How to relate CMB acoustic peak to BAO in galaxy surveys to better than a factor 2?

Question for a friendly cosmologist.

Let's define the sound horizon as $$s = \int_0^{t_{ls}} c_s (1+z) dt$$ where $$c_s$$ is speed of sound in primordial plasma (roughly $$c/\sqrt{3}$$ but you can include precision if you like) and $$t_{ls}$$ is the time at last scattering, which I take to be 380,000 years. As I understand it, this integral gives $$s = 150$$ Mpc. It means that this is the distance scale on which galaxies are more likely to be separated now. Back at last scattering, which I think means $$z = 1092$$, this implies a proper distance $$d_{BAO} = 150/(1+z) = 0.137$$ Mpc.
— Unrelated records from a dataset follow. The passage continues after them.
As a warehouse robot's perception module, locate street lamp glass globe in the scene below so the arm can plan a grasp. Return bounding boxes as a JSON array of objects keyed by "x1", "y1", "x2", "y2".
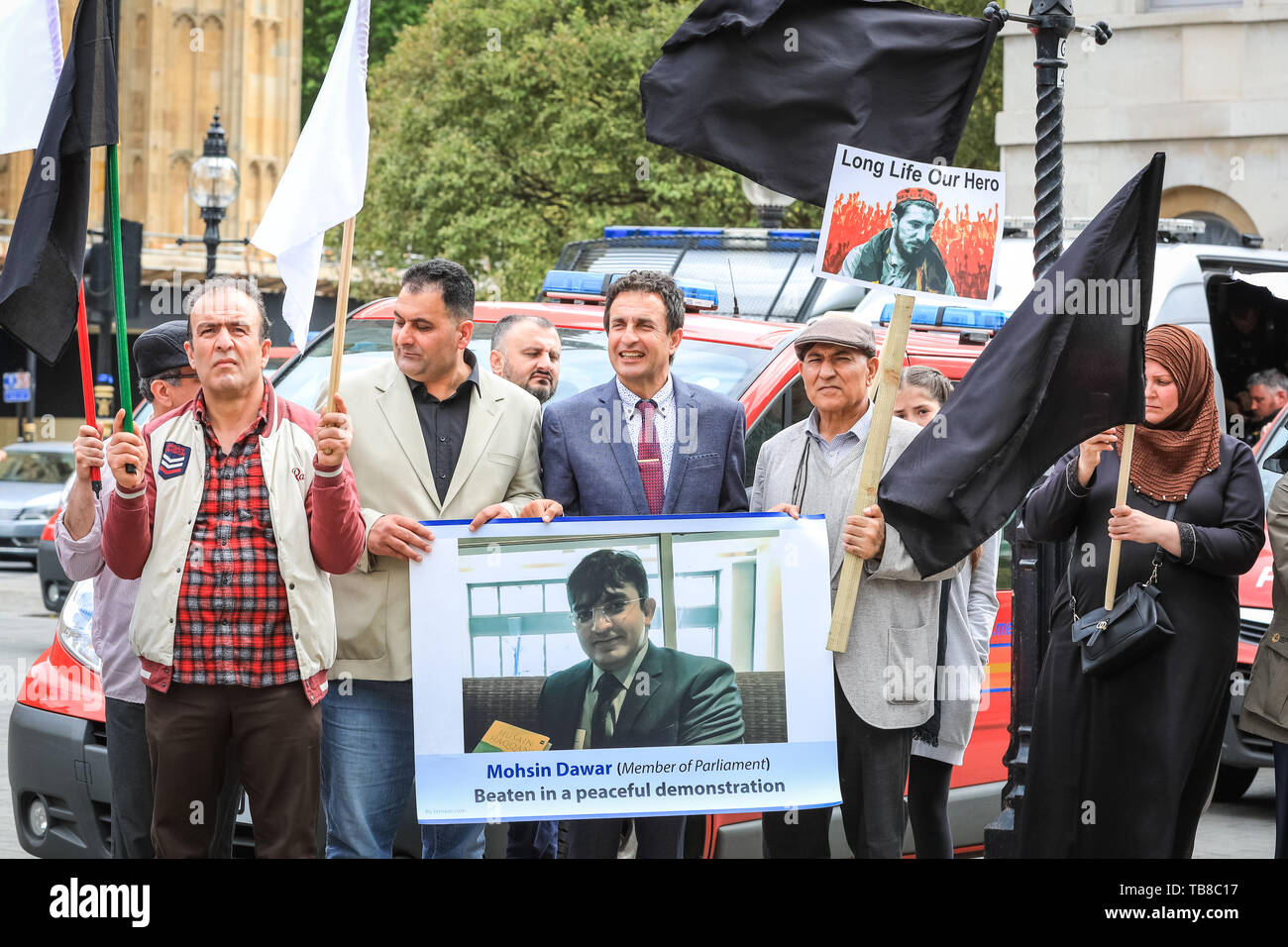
[
  {"x1": 188, "y1": 155, "x2": 241, "y2": 207},
  {"x1": 738, "y1": 174, "x2": 796, "y2": 209}
]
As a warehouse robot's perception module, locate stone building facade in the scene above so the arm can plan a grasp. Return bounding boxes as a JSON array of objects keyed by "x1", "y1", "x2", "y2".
[
  {"x1": 997, "y1": 0, "x2": 1288, "y2": 249},
  {"x1": 0, "y1": 0, "x2": 304, "y2": 278}
]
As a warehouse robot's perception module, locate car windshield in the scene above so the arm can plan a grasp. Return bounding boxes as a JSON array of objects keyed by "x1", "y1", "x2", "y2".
[
  {"x1": 0, "y1": 451, "x2": 76, "y2": 485},
  {"x1": 273, "y1": 318, "x2": 773, "y2": 407}
]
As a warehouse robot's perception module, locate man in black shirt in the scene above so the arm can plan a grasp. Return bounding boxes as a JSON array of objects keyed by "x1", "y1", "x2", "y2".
[{"x1": 322, "y1": 261, "x2": 562, "y2": 858}]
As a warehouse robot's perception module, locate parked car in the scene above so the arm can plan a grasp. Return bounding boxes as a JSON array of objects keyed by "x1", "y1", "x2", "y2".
[
  {"x1": 0, "y1": 441, "x2": 76, "y2": 569},
  {"x1": 36, "y1": 506, "x2": 72, "y2": 613},
  {"x1": 9, "y1": 275, "x2": 1012, "y2": 857}
]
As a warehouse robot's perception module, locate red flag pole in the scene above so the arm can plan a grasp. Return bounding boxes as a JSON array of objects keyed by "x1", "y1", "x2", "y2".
[{"x1": 76, "y1": 279, "x2": 103, "y2": 496}]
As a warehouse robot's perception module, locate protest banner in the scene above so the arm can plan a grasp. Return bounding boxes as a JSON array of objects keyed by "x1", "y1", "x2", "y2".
[
  {"x1": 411, "y1": 513, "x2": 840, "y2": 823},
  {"x1": 814, "y1": 145, "x2": 1006, "y2": 301}
]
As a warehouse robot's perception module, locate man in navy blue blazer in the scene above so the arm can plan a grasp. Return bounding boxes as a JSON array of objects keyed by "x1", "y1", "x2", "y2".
[{"x1": 541, "y1": 270, "x2": 747, "y2": 517}]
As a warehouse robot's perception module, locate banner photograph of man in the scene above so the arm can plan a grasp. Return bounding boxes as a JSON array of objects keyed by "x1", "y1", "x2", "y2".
[
  {"x1": 841, "y1": 187, "x2": 957, "y2": 296},
  {"x1": 409, "y1": 514, "x2": 840, "y2": 858},
  {"x1": 814, "y1": 146, "x2": 1004, "y2": 301},
  {"x1": 540, "y1": 549, "x2": 743, "y2": 750}
]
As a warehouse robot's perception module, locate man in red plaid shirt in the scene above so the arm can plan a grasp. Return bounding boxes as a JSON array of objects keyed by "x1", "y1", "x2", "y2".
[{"x1": 103, "y1": 277, "x2": 366, "y2": 858}]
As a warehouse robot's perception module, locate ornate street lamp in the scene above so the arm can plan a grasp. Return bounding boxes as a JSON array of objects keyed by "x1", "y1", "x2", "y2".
[{"x1": 176, "y1": 108, "x2": 250, "y2": 279}]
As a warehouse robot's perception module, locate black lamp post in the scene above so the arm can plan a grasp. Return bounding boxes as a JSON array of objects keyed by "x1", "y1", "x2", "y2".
[{"x1": 176, "y1": 108, "x2": 250, "y2": 279}]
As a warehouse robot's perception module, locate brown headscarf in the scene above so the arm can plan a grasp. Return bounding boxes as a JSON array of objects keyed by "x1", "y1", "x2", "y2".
[{"x1": 1115, "y1": 325, "x2": 1221, "y2": 502}]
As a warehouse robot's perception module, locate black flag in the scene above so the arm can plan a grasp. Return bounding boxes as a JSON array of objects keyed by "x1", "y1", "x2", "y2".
[
  {"x1": 877, "y1": 152, "x2": 1163, "y2": 576},
  {"x1": 0, "y1": 0, "x2": 117, "y2": 362},
  {"x1": 640, "y1": 0, "x2": 1000, "y2": 206}
]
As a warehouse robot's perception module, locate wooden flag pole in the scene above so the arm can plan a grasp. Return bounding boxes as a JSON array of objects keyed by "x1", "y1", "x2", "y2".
[
  {"x1": 1105, "y1": 424, "x2": 1136, "y2": 611},
  {"x1": 76, "y1": 279, "x2": 103, "y2": 496},
  {"x1": 107, "y1": 145, "x2": 134, "y2": 473},
  {"x1": 827, "y1": 294, "x2": 913, "y2": 655},
  {"x1": 326, "y1": 217, "x2": 355, "y2": 412}
]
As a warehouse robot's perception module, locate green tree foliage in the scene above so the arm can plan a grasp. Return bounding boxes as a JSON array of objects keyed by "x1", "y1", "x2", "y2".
[
  {"x1": 361, "y1": 0, "x2": 997, "y2": 299},
  {"x1": 300, "y1": 0, "x2": 429, "y2": 124}
]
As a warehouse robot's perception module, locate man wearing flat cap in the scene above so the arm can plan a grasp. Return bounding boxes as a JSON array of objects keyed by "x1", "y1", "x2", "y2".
[
  {"x1": 841, "y1": 187, "x2": 957, "y2": 296},
  {"x1": 751, "y1": 316, "x2": 956, "y2": 858},
  {"x1": 54, "y1": 320, "x2": 239, "y2": 858}
]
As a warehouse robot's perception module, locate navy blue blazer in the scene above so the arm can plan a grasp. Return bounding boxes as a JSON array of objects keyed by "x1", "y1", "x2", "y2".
[{"x1": 541, "y1": 373, "x2": 747, "y2": 517}]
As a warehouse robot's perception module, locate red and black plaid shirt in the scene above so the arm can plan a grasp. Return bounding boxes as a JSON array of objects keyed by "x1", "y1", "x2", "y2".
[{"x1": 172, "y1": 386, "x2": 300, "y2": 686}]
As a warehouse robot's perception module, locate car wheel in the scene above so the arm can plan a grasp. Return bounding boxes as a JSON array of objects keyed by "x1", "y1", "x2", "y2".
[{"x1": 1212, "y1": 766, "x2": 1257, "y2": 802}]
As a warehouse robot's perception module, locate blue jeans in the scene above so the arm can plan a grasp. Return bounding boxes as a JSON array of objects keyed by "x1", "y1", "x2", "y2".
[{"x1": 322, "y1": 681, "x2": 483, "y2": 858}]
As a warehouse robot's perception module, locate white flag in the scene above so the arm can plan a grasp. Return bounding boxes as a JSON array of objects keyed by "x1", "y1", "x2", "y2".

Next let's consider the first acoustic peak in CMB. The peak is at $$l=200$$ which I think corresponds to 1 degree. (If you would like to make this more precise, please go ahead). The angular diameter distance to the surface of last scattering is, I think, $$d_A = (14 \;{\rm Gpc})/(1+z) = 12.8$$ Mpc. Taking this and multiplying by 1 degree, I get a proper distance $$d_{CMB} = 0.22$$ Mpc.

My question is how to relate $$d_{BAO}$$ to $$d_{CMB}$$. The latter is some sort of correlation length and I guess a precise answer involves a lengthy analysis and numerical methods etc. However, is there a rough picture which gives a good sense of this---say to within better than a factor 2? I can't help noticing that $$0.22/0.137$$ is quite close to $$\pi/2$$ for example $$\ldots$$.